The decision to site an upgraded waste recycling plant in Sant'Antnin, Marsascala, was a "forgone conclusion" despite the studies carried out to look into the possibility of locating the upgraded plant elsewhere, according to an internal Mepa e-mail quoted in a dossier compiled by a group lobbying against the proposed plant.

The dossier says the e-mail was sent by the manager at the Malta Environment and Planning Authority's Forward Planning Unit to the case officer taking care of the application and a host of other Mepa officials.

"I distinctly remember a site outside Hal Far industrial estate being discussed at MPT (Major Projects Team) level. Why was this discarded," the manager asked in his e-mail.

"...From a strategic point of view, therefore it appears that the alternative sites did not qualify as alternative sites primarily because of size. Therefore, the Sant'Antnin site was a forgone conclusion from the beginning."

The dossier was yesterday presented to MPs on their way to Parliament yesterday.

The chairman of the Committee Against the Proposed Recycling Plant, Darren Marmarà, told The Times it was no longer just the anti-plant lobby saying the process was flawed. "With this document we prove that even Mepa's own officers pointed out serious flaws within the process."

Committee secretary Joe Sant said the committee now expected Mepa to have the decency to admit to this flaw and start the process anew.

The committee insists the e-mail and other documents in the dossier come from Mepa's own case file in connection with the recycling plant application.

It now intends to take the case to Brussels where it has a meeting with Environment Commissioner Stavros Dimas.

The core argument presented in the dossier centres on the process by which Sant'Antnin was confirmed as the best site to develop a new plant. The committee always contended that the process was "flawed" and "vitiated".

The committee says it was Mepa that ordered Wasteserv - as the government agency applying for the Sant'Antnin's redevelopment - to select potential alternative sites to determine whether the plant could be placed in a more suitable location. The sites were selected for a plant of 18,000 square metres, when the waste recycling plant required 47,000 square metres.

The application was approved, as was the site selection process, despite the fact that Mepa officials had expressed concern regarding the selection process, the committee said in its dossier.

Writing to Vince Gauci, Wasteserv's CEO, the case officer working on the application said: "The conclusion reached, that Sant'Antnin is the best option, seemed inevitable..."

Another officer pointed out in an internal e-mail: "If the study was to be taken seriously the sites with the site boundaries as indicated by Mepa would not even have been studied as it is clear that the sites are relatively smaller than that at Marsascala".

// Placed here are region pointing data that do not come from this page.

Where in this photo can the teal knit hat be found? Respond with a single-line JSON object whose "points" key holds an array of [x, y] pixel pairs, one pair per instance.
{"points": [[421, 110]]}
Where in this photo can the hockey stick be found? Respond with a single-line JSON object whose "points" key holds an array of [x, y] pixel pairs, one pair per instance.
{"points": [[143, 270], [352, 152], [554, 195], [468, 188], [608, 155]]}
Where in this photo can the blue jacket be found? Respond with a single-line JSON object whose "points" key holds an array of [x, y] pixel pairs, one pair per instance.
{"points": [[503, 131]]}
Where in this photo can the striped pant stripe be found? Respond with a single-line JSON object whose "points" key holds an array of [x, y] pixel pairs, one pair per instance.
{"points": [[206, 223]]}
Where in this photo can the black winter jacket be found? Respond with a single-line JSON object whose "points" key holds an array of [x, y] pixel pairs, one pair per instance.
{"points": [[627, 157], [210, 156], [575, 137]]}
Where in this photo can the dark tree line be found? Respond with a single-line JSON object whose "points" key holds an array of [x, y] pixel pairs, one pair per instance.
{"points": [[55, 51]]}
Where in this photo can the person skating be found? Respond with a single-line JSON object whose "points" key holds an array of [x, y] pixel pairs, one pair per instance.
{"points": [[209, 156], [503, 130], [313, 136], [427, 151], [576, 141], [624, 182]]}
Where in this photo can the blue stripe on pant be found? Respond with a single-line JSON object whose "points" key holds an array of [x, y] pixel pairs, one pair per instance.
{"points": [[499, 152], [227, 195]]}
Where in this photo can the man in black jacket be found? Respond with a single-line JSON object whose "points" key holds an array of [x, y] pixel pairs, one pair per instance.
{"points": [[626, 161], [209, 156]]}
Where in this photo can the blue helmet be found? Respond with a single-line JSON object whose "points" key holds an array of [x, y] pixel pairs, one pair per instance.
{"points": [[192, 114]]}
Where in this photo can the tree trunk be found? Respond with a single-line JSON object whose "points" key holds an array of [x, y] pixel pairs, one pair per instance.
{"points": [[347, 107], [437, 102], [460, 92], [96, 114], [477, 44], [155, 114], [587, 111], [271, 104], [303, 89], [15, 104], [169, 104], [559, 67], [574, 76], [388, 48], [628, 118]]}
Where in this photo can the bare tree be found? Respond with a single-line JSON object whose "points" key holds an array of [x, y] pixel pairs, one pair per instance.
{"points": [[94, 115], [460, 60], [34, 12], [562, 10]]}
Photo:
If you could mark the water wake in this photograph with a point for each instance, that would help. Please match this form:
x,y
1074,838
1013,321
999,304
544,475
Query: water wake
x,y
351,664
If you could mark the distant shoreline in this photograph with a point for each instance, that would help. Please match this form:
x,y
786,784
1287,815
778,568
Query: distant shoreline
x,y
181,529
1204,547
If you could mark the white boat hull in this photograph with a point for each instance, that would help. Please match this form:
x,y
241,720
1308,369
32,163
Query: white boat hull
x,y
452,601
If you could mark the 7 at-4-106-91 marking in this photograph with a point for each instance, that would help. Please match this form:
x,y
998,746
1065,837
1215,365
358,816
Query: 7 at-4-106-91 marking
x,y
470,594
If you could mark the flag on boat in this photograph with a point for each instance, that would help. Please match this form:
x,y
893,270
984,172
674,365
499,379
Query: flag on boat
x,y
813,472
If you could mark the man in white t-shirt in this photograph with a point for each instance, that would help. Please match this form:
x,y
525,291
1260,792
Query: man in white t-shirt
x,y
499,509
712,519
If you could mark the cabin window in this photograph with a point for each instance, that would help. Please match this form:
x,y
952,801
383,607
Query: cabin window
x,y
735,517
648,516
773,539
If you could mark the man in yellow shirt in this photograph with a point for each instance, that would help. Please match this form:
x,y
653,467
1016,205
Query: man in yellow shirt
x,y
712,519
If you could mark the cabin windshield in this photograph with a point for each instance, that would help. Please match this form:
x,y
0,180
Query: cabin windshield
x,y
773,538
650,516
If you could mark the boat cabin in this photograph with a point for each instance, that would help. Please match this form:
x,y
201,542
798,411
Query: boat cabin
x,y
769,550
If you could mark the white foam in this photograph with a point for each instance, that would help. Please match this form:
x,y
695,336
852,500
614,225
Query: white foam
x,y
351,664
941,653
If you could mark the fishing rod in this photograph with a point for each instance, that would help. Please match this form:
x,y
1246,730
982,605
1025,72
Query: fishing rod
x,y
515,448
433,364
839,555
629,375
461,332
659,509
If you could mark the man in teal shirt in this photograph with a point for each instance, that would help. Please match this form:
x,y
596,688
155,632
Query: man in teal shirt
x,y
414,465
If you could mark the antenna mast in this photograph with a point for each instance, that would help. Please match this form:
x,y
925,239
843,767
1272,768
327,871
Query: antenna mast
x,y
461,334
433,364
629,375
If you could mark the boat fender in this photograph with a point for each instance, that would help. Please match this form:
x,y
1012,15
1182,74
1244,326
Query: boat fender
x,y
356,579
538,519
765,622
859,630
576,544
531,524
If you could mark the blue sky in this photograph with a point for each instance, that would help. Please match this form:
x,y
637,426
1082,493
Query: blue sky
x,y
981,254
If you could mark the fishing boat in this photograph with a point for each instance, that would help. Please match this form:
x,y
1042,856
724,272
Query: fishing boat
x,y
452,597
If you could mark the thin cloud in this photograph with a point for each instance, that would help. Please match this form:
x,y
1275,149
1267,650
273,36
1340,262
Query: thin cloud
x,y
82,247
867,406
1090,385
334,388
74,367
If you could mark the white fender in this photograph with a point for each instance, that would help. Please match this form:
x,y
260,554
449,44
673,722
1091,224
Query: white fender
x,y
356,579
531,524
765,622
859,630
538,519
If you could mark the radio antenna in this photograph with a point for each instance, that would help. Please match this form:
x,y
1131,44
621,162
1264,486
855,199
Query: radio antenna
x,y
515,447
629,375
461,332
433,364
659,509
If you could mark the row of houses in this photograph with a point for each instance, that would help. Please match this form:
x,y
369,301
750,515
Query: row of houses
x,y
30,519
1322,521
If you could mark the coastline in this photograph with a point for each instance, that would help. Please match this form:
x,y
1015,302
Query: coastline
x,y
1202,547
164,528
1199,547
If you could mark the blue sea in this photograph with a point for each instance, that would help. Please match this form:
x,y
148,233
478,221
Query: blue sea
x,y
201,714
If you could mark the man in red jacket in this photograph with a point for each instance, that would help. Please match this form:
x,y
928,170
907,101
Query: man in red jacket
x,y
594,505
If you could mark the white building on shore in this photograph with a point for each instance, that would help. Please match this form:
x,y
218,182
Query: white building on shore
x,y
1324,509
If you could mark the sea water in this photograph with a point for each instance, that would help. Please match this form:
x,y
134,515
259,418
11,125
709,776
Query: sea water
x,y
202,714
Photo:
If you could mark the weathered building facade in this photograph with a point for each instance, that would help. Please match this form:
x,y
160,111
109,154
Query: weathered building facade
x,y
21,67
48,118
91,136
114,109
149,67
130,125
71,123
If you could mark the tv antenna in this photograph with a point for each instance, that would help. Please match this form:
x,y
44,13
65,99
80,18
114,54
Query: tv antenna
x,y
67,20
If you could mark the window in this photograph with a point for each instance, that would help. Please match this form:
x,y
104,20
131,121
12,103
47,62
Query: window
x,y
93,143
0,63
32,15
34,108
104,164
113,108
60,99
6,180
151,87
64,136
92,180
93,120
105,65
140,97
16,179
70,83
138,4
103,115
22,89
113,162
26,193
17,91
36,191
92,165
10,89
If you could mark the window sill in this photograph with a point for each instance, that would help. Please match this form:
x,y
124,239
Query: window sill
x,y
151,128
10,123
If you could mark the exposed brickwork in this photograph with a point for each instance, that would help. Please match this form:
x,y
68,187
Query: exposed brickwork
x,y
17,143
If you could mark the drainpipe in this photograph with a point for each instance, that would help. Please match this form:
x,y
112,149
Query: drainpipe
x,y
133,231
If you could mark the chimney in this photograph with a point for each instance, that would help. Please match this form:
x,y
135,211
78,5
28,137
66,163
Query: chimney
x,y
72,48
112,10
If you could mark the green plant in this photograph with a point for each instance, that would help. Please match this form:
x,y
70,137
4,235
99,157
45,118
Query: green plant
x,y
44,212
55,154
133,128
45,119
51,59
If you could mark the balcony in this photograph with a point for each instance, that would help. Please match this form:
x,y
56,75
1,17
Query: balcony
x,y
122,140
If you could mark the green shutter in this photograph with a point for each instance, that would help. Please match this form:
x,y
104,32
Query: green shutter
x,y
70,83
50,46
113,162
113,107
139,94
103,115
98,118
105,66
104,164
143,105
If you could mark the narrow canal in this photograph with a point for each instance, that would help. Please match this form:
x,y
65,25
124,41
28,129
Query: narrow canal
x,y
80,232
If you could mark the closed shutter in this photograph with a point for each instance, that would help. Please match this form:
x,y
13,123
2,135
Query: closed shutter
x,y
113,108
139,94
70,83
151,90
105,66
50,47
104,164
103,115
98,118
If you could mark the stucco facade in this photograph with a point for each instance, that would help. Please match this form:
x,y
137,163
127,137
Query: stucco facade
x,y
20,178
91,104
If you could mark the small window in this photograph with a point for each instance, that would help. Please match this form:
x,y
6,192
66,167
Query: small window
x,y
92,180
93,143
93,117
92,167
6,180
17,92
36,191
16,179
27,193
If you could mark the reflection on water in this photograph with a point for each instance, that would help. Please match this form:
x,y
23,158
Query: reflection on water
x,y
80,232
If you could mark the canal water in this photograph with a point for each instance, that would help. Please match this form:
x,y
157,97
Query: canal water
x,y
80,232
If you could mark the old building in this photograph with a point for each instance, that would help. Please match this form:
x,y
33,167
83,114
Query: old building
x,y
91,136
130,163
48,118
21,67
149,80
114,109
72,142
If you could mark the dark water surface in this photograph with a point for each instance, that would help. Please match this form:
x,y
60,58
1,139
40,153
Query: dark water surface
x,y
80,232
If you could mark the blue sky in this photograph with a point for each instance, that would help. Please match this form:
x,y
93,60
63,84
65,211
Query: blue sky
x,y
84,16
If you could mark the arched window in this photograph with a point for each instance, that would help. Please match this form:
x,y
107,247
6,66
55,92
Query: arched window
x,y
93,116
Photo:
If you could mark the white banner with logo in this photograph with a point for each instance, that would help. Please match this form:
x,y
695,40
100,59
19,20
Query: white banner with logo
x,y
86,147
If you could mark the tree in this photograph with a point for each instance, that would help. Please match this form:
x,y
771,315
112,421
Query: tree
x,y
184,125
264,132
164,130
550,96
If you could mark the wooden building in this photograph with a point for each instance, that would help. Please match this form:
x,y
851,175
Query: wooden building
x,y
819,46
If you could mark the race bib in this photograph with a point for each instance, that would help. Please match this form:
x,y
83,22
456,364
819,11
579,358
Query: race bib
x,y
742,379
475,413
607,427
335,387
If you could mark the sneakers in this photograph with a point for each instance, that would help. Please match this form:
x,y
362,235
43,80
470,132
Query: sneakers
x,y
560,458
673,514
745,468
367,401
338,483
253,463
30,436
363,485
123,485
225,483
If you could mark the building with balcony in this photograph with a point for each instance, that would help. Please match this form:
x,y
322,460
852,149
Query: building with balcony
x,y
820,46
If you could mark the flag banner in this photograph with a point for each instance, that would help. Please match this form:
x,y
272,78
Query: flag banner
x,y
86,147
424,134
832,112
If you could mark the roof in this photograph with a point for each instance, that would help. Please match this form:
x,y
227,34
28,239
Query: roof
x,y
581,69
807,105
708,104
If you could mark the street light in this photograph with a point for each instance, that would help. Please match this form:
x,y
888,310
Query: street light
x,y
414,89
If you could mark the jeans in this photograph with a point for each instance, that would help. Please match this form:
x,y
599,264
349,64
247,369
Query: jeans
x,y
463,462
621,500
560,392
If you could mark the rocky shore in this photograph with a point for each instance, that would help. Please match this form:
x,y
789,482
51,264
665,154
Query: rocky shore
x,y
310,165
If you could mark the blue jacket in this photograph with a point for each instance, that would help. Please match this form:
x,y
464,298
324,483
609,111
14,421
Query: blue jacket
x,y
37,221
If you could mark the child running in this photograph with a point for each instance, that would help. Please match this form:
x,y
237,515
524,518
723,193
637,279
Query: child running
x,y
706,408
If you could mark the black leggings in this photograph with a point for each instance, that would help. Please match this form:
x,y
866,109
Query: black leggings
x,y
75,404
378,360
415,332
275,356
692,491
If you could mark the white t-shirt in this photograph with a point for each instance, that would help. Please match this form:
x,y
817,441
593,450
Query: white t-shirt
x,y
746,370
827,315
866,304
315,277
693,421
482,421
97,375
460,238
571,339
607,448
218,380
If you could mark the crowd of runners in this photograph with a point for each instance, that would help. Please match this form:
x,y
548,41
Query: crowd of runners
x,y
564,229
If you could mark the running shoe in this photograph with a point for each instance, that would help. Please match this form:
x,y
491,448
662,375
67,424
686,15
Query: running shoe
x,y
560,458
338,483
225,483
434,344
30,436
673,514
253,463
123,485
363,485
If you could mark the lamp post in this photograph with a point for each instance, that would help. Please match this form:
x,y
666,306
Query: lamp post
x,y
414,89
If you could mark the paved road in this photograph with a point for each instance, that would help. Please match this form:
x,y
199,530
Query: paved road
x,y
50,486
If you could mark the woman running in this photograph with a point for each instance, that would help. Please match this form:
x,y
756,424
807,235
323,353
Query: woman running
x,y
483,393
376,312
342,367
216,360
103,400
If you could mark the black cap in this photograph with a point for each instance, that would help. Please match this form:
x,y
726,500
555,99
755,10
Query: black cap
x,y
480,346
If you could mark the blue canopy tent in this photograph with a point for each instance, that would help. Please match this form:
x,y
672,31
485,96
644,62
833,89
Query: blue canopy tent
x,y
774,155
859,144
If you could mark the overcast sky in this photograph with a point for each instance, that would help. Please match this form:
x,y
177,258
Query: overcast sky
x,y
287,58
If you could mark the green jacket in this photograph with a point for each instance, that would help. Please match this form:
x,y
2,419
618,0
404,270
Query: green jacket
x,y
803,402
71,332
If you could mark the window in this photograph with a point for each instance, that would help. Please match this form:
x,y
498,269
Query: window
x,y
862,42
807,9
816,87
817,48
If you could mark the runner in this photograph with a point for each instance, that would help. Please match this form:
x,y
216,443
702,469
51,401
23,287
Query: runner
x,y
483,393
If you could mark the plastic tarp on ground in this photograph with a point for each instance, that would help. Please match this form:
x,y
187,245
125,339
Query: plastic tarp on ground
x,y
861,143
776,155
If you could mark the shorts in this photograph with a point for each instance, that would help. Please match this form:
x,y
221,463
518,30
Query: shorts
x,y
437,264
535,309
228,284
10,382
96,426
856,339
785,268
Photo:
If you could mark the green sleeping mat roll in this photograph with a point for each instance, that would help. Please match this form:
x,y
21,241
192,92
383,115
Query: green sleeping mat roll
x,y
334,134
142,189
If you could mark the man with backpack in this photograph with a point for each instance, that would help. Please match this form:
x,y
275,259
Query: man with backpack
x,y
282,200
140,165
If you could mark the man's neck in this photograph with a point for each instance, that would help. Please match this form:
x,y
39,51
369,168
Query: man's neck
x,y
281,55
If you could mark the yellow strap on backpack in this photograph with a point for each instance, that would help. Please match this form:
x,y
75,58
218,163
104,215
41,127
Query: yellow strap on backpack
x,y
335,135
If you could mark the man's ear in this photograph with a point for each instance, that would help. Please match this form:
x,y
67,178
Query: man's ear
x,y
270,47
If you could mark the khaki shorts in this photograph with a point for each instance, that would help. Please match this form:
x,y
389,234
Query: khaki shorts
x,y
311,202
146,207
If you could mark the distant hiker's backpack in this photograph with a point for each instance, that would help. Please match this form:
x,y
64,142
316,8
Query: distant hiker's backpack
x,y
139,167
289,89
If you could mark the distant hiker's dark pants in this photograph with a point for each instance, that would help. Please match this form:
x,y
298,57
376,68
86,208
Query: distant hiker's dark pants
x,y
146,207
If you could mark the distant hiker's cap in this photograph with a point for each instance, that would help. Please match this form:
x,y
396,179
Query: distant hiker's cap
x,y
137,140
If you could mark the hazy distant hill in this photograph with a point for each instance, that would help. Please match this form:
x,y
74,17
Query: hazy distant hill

The size, in fact, was the main reason why the alternative sites proposed were discarded by the project, a Mepa memorandum, also included in the dossier, indicates. Yet, there was no attempt to find adequate alternatives.

The case for looking at alternative sites had been made by Mepa in view of opposition by residents.

The dossier also cites correspondence in which the Mepa employees stress that the site selection process should incorporate public consultation. Not only was this not done, the dossier points out, but the actual sitting in which the site selection process was approved - before the meeting that endorsed the outline development application - took place behind closed doors.

According to the minutes of that meeting, also attached to the dossier, Louis Cassar, Peter Zammit and Joe Brincat, Labour's nominee on the board, registered their objections to the site selection report.

When contacted for its reaction yesterday morning, a Mepa spokesman said the authority was not able to comment at such short notice.